Suppose that $\mathit{w}\mathbf{=}\mathit{f}\left(x,y\right)$satisfies

$\frac{{\mathbf{\partial }}^{\mathbf{2}}\mathbf{w}}{\mathbf{\partial }{\mathbf{x}}^{\mathbf{2}}}\mathbf{-}\frac{{\mathbf{\partial }}^{\mathbf{2}}\mathbf{w}}{\mathbf{\partial }{\mathbf{x}}^{\mathbf{2}}}\mathbf{=}\mathbf{1}$.

Put $\mathit{x}\mathbf{=}\mathit{u}\mathbf{+}\mathit{v}\mathbf{,}\mathit{y}\mathbf{=}\mathit{u}\mathbf{-}\mathit{v}$, and show that w satisfies $\frac{{\mathbf{\partial }}^{\mathbf{2}}\mathbf{w}}{\mathbf{\partial }\mathbf{u}\mathbf{\partial }\mathbf{v}}\mathbf{=}\mathbf{1}$. Hence solve the equation.
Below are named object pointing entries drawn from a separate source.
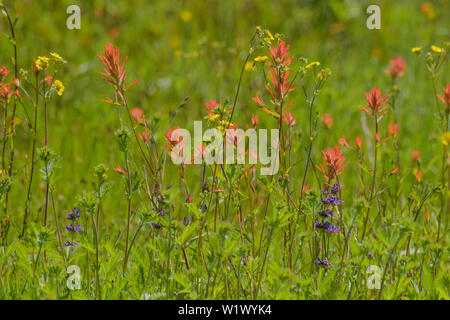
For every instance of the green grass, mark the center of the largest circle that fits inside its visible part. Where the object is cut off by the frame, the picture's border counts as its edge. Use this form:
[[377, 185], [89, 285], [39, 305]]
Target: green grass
[[202, 59]]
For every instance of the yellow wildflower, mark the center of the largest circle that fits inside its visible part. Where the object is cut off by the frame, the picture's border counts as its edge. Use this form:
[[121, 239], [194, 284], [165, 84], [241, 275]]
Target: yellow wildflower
[[436, 49], [42, 63], [250, 66], [59, 87], [57, 57], [186, 15], [446, 138], [260, 58], [313, 64]]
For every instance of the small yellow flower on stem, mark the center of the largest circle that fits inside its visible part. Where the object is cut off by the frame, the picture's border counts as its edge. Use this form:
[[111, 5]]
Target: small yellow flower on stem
[[42, 63], [436, 49], [416, 50], [59, 87]]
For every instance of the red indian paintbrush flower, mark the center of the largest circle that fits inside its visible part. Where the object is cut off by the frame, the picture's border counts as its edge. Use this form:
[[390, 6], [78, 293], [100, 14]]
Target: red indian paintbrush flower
[[393, 129], [114, 71], [3, 72], [446, 98], [334, 163], [279, 77], [396, 68], [327, 120], [374, 101]]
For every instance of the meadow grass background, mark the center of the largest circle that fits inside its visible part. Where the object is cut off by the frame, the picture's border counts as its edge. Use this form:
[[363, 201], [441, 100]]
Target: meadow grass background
[[196, 48]]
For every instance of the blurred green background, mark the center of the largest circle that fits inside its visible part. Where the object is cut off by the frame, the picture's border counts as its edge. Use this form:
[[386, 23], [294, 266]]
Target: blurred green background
[[197, 48]]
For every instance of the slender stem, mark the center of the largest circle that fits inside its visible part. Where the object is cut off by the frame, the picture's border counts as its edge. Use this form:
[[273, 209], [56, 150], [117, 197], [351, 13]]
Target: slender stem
[[374, 172], [128, 213], [33, 153], [444, 128]]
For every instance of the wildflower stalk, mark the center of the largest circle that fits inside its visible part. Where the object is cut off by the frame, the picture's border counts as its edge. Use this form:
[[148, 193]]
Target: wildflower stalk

Consider the function $v=v\left(x,y\right)$ has independent variables as $x=x\left(s,t\right)$and $y=y\left(s,t\right)$. Then, the corresponding chain rule for the function is:

$$\begin{gathered} \frac{\partial v}{\partial s}=\frac{\partial v}{\partial x}\frac{\partial x}{\partial s}+\frac{\partial v}{\partial y}\frac{\partial y}{\partial s} \\ \frac{\partial v}{\partial t}=\frac{\partial v}{\partial x}\frac{\partial x}{\partial t}+\frac{\partial v}{\partial y}\frac{\partial y}{\partial t} \end{gathered}$$

The given function is $w=f\left(x,y\right)$ which satisfies:

$\frac{{\partial }^{2}w}{\partial x^2}-\frac{{\partial }^{2}w}{\partial y^2}=1$

Solve as:

$$\begin{gathered} x=u+v \\ y=u-v \\ \Rightarrow u=\frac{x+y}{2} \\ \mathrm{and}v=\frac{x-y}{2} \end{gathered}$$

From $w=f\left(x,y\right)$solve as:

$$\begin{gathered} \frac{\partial w}{\partial x}=\frac{\partial w}{\partial u}\frac{\partial u}{\partial x}+\frac{\partial w}{\partial v}\frac{\partial v}{\partial x} \\ \frac{\partial w}{\partial x}=\frac{1}{2}\frac{\partial w}{\partial u}+\frac{1}{2}\frac{\partial w}{\partial v} \\ \frac{\partial }{\partial x}=\frac{1}{2}\frac{\partial }{\partial u}+\frac{1}{2}\frac{\partial }{\partial v} \end{gathered}$$ …… (1)

Also:

$$\begin{gathered} \frac{\partial w}{\partial y}=\frac{\partial w}{\partial u}\frac{\partial u}{\partial y}+\frac{\partial w}{\partial v}\frac{\partial v}{\partial y} \\ \frac{\partial w}{\partial y}=\frac{1}{2}\frac{\partial w}{\partial u}-\frac{1}{2}\frac{\partial w}{\partial v} \\ \frac{\partial }{\partial y}=\frac{1}{2}\frac{\partial }{\partial u}-\frac{1}{2}\frac{\partial }{\partial v} \end{gathered}$$ …… (2)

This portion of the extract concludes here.